Nicolazzo’s comment describes a case for testing the drug next in Alzheimer’s patients, not confirmation that a human Alzheimer’s trial has started. Every figure in the study comes from laboratory mice, and mouse results don’t always hold up once a treatment reaches human biology. Drug development history runs thick with compounds that cured Alzheimer’s-like disease in mice, then failed in people, in part because the APP/PS1 model and other engineered strains reproduce only pieces of a disease that unfolds over decades in humans. A safety record from earlier trials shortens the road, yet it settles nothing about whether the compound helps a human brain.

Questions Researchers Still Need Answered

Scientists confirmed P-gp pumps rose and amyloid-beta fell, but the exact route toxic protein takes once pumps push it out of the brain remains unmapped. Cu(ATSM) may work through more than one channel too. Researchers suspect the drug boosts activity in microglia, immune cells native to the brain that consume and break down amyloid plaques on their own, separate from anything happening at the blood-brain barrier.
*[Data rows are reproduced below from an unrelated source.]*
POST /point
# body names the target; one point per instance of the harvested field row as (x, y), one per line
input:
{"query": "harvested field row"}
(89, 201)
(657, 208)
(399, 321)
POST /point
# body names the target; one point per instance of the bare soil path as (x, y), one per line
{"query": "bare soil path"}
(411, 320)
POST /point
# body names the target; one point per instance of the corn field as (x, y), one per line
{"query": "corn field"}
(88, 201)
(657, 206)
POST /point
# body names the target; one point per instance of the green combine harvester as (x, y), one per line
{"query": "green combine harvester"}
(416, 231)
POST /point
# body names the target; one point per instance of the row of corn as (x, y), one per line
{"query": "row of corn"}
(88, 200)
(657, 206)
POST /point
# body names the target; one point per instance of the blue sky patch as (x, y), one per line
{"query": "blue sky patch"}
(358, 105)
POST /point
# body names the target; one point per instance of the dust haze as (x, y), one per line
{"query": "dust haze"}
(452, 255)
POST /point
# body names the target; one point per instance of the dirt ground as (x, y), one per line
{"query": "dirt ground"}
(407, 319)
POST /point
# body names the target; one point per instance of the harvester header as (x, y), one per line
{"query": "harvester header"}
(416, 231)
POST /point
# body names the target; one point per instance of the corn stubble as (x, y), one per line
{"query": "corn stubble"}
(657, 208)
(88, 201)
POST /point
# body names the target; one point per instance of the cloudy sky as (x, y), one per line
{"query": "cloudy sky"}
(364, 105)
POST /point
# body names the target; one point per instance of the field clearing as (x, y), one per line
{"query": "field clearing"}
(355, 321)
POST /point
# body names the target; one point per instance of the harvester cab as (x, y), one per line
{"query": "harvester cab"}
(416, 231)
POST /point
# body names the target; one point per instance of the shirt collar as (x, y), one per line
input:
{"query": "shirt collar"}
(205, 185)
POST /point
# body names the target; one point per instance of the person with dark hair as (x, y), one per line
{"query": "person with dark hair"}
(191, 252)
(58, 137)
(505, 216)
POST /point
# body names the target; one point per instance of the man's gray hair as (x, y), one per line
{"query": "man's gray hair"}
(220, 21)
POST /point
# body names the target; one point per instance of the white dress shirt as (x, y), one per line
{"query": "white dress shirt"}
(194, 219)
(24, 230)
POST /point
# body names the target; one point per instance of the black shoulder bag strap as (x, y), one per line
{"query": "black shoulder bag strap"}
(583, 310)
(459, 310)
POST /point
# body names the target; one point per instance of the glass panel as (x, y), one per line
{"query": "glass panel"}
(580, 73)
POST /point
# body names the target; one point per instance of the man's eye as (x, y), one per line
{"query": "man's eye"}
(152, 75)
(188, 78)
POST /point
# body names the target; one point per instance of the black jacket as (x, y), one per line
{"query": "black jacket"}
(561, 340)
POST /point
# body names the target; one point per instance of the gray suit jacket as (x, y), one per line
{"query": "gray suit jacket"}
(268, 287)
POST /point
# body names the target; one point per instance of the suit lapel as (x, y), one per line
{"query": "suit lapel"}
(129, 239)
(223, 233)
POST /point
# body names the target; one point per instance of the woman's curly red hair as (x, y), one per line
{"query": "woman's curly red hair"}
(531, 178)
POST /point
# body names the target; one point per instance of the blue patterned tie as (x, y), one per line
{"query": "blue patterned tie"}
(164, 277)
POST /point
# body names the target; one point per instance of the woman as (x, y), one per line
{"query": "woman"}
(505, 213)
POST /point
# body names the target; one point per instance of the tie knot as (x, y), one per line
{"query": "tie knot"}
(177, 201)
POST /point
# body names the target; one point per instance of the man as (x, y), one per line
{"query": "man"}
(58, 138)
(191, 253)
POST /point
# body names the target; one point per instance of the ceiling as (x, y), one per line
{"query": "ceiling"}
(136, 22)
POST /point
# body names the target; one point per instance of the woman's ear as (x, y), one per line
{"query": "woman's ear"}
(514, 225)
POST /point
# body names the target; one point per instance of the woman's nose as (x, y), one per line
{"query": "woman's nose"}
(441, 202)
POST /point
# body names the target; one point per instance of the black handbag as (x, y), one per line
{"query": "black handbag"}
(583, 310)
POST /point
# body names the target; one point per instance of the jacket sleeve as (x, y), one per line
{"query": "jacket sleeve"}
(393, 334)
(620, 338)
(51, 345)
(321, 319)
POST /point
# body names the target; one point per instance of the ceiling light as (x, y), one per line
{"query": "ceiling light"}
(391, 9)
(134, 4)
Future studies plan to track the precise pathway amyloid-beta follows leaving brain tissue for the bloodstream. Neither the microglia theory nor the full clearance pathway has confirmation yet, and the research team frames both as open questions rather than settled findings. Pinning down the mechanism carries practical stakes, since a drug whose workings are understood in detail gives regulators and future trial designers firmer ground than one that simply produces good numbers for reasons no one can fully explain.

A Disease Outpacing Current Treatments

Dementia recently passed coronary heart disease to become Australia’s leading cause of death. Populations keep aging worldwide, and dementia-related deaths keep climbing with that shift, leaving little room for treatments that arrive slowly. Existing drugs that clear amyloid slow decline modestly at best and carry side effects, so researchers keep hunting for approaches that work through different biology.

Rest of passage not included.